JP 10-77934 to Asahi Glass is directed to the preparation of a 1-aryloxy-2-propanol derivative.
The ring opening of epoxides with phenols has also been mentioned by Annis and Jacobsen,
J. Am. Chem. Soc.,
121, 4147-4154 (1999) and by Ready and Jacobsen,
J. Am. Chem. Soc.,
121, 6086-6087 (1999).
None of the above references disclose the preparation of (R)-1-(aryloxy)-2-trialkylsiloxypropane, such as, (R)-1-(2,3-difluoro-6-nitrophenoxy)-2-trimethylsiloxypropane, and its subsequent conversion to the corresponding (R)-1-(aryloxy)propan-2-ol, such as the (R)-1-(2,3-difluoro-6-nitrophenoxy)propan-2-ol, which is useful as an intermediate in the synthesis of Levofloxacin.
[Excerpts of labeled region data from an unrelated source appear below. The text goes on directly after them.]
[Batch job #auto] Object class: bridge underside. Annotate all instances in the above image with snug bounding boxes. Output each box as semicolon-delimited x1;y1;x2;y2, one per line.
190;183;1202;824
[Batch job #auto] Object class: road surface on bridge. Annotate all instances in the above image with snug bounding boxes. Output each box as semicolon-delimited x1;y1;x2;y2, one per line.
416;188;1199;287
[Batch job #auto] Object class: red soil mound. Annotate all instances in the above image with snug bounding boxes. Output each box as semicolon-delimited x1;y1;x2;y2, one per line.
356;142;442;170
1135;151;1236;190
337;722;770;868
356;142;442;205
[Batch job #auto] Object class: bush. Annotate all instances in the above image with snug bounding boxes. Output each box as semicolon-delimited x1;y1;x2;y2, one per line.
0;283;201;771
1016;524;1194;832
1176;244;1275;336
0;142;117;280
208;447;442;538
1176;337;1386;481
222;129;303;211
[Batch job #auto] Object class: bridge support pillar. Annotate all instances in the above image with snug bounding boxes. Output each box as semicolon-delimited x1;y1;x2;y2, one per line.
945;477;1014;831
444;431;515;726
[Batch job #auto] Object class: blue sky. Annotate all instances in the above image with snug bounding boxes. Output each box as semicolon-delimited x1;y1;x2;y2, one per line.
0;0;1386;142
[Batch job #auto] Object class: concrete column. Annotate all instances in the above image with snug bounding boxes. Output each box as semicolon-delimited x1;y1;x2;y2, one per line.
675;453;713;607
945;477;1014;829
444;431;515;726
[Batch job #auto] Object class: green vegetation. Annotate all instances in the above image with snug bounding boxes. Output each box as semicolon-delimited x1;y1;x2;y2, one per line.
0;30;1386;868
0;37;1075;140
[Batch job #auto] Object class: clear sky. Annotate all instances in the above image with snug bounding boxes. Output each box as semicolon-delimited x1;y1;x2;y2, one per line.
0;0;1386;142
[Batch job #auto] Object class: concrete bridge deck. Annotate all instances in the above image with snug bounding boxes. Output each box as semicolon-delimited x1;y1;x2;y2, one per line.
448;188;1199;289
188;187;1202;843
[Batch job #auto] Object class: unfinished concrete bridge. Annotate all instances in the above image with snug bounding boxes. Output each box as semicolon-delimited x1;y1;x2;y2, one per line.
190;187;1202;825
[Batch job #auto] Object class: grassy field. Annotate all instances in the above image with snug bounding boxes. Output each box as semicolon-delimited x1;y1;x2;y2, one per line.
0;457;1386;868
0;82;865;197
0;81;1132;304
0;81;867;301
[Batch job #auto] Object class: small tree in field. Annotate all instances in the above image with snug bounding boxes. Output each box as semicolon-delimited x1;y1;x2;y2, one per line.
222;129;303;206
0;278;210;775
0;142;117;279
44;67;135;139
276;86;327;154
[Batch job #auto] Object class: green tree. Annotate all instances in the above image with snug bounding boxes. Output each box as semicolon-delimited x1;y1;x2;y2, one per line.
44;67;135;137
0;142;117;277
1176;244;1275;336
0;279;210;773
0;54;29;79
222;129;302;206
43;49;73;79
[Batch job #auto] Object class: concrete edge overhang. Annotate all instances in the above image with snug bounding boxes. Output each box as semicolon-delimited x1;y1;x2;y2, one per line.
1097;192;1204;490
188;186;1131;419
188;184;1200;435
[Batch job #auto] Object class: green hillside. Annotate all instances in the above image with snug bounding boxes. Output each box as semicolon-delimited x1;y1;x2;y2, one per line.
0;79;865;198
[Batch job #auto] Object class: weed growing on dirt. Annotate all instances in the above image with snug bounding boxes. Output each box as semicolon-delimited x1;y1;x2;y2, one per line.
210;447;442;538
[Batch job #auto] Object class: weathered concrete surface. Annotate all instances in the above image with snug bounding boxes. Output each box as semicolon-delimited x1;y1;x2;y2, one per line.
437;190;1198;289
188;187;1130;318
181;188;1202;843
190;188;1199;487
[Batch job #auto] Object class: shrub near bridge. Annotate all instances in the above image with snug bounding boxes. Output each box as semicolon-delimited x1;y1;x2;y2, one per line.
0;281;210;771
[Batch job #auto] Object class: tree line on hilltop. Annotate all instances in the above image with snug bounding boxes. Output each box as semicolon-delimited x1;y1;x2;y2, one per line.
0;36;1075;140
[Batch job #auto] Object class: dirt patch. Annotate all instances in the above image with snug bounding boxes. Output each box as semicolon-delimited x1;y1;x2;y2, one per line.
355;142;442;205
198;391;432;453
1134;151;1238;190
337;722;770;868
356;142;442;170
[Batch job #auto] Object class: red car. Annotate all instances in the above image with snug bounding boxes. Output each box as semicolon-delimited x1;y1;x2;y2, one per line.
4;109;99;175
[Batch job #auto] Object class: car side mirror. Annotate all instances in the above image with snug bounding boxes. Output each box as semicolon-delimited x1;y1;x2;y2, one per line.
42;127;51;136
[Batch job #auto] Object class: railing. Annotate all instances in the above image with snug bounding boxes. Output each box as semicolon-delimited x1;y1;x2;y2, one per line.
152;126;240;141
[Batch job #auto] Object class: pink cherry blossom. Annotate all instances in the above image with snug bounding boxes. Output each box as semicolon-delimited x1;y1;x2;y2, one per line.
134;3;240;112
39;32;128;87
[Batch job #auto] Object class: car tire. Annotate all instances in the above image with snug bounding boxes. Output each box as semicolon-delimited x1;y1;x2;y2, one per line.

Accordingly, the present invention provides processes for the preparation of (R)-1-(2,3-difluoro-6-nitrophenoxy)propan-2-ol, which is a useful intermediate in the synthesis of the widely used antibiotic Levofloxacin.
SUMMARY OF THE INVENTION
The present invention includes a process for the preparation of an (R)-1-(aryloxy)propan-2-ol with high regioselectivity and enantioselectivity. The process comprises:
contacting an aryl trialkysilyl ether and (R)-propylene oxide in the presence of a catalyst to produce a regioisomeric mixture of (R)-1-(aryloxy)-2-trialkylsiloxypropane and (S)-2-(aryloxy)-1-trialkylsiloxypropane;
contacting said regioisomeric mixture of said (R)-1-aryloxy-2-trialkylsiloxypropane and said (S)-2-(aryloxy)-1-trialkylsiloxypropane and an alcohol in the presence of an acid at a temperature and for a length of time sufficient to produce a regioisomeric mixture of (R)-1-(aryloxy)propan-2-ol and (S)-2-(aryloxy)propane-1-ol;
contacting said regioisomeric mixture of (R)-1-(aryloxy)propan-2-ol and (S)-2-(aryloxy)propane-1-ol and a triarylmethyl halide in the presence of a base at a temperature and for a length of time sufficient to produce a crude mixture of (R)-1-(aryloxy)propan-2-ol and (S)-2-(aryloxy)-1-triarylmethyloxypropane; and
distilling said crude mixture of (R)-1-(aryloxy)propan-2-ol and (S)-2-(aryloxy)-1-triarylmethyloxypropane to isolate said (R)-1-(aryloxy)propan-2-ol from said crude mixture.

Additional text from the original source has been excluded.